It happens all the time. We create our own idols to worship or celebrate. More often than not, the idols we create have something to do with meeting a pleasure need. Granted, life is tough and we need some relief from all the stressors and pressures and demands and deadlines.
What concerns me is that there is a tendency to create those idols even in the church. A few years ago a church I was serving moved from its meeting place of forty years to a new location just a half mile down the street. On our final Sunday in the old place we held a special service commemorating the good times and all the things God had done in and through our body at that location. We put some special momentoes in an ark, so to speak, that one of our men had specially crafted for the occasion. Our elders led the march down the street (with a police escort) to our new facility.
But some of our people couldn't let go of the old church home. In fact, 100 people were so tied to the old building that they wouldn't make the move to our new home. The irony was that most of them, instead of staying with their church family, went to other churches and a few decided not to go anywhere.
It's not the first time I've seen it. I've witnessed various forms of idol worship in churches I've served or attended.
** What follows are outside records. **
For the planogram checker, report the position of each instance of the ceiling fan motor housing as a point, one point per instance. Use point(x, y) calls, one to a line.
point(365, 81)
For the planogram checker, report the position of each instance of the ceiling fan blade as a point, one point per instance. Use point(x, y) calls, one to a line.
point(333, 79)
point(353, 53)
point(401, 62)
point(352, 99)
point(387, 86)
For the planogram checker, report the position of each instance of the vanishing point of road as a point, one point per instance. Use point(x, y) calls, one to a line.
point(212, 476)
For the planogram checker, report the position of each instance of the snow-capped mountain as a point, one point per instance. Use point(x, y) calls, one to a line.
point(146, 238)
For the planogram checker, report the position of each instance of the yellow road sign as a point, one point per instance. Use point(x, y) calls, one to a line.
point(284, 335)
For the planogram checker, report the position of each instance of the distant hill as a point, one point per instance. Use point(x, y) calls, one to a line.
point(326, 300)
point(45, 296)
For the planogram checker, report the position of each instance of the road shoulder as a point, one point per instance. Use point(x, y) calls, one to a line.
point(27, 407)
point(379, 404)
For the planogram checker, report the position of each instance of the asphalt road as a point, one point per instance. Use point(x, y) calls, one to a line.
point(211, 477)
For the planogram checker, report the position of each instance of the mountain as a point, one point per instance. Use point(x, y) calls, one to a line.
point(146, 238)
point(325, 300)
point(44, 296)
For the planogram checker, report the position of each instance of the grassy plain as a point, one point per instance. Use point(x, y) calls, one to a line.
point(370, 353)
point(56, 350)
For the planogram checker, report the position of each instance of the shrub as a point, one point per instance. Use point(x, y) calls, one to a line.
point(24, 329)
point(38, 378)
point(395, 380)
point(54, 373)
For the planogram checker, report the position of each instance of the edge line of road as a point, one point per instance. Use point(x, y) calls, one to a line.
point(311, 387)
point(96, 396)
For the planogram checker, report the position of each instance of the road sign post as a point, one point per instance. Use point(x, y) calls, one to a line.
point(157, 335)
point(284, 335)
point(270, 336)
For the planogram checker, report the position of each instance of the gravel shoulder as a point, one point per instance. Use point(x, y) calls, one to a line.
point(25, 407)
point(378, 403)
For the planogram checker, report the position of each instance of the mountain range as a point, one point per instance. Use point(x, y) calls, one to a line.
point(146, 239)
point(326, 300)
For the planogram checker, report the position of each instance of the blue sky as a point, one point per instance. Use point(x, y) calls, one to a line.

From stained glass windows, to pews, to positions of stage furniture (especially pianos, pulpits, and communion tables), to decorations, to the building itself. Sometimes the idols are persons or traditions or styles of worship (traditional, contemporary, alternative or hip hop) or the version of the Bible. The sad thing is that most people who create and worship the idol that they've created, don't even recognize it as an idol.
The Israelites created their own idol when Moses was alone on the mountain with God. The idol creators of today are really no different. The reason idols become idols or are created, appear to be because there is no real or intimate relationship with God, Himself. We create idols to satisfy our own need. We want something or someone that's tangible, someone or something we can see or touch. I'm not saying these people don't love God. I'm saying that the lack of depth in their relationship with Him demonstrates that He isn't really alive in their daily life. There's something missing.
I'm not anti tradition or ritual or church buildings. I'm anti putting any thing or person above God, Himself as the central figure of worship. The interesting thing for me in this passage of scripture is that when the Israelites created and worshiped their own idol, both God and Moses referred to them to the other as, "the people YOU brought out of Egypt." Neither wanted to claim them. Both of them burned with anger toward them. It's also interesting to me that the first command God gave Moses to write down after this incident was, "You shall have no other gods before me," and the second was don't make any graven image (idol).
God, thanks for not making me drink my melted down, burned up, ground up to a powder idol. I want you to be my central and only figure of worship. I bow down to you and no one or nothing else. I long for the same encounter and intimacy Moses had with you, to experience your presence and hear your voice, to converse freely with you.
1 comment:
I'm right there with you on being anti-anything put before God. It's so rampant in today's churches that sometimes you can't even see Christ anymore.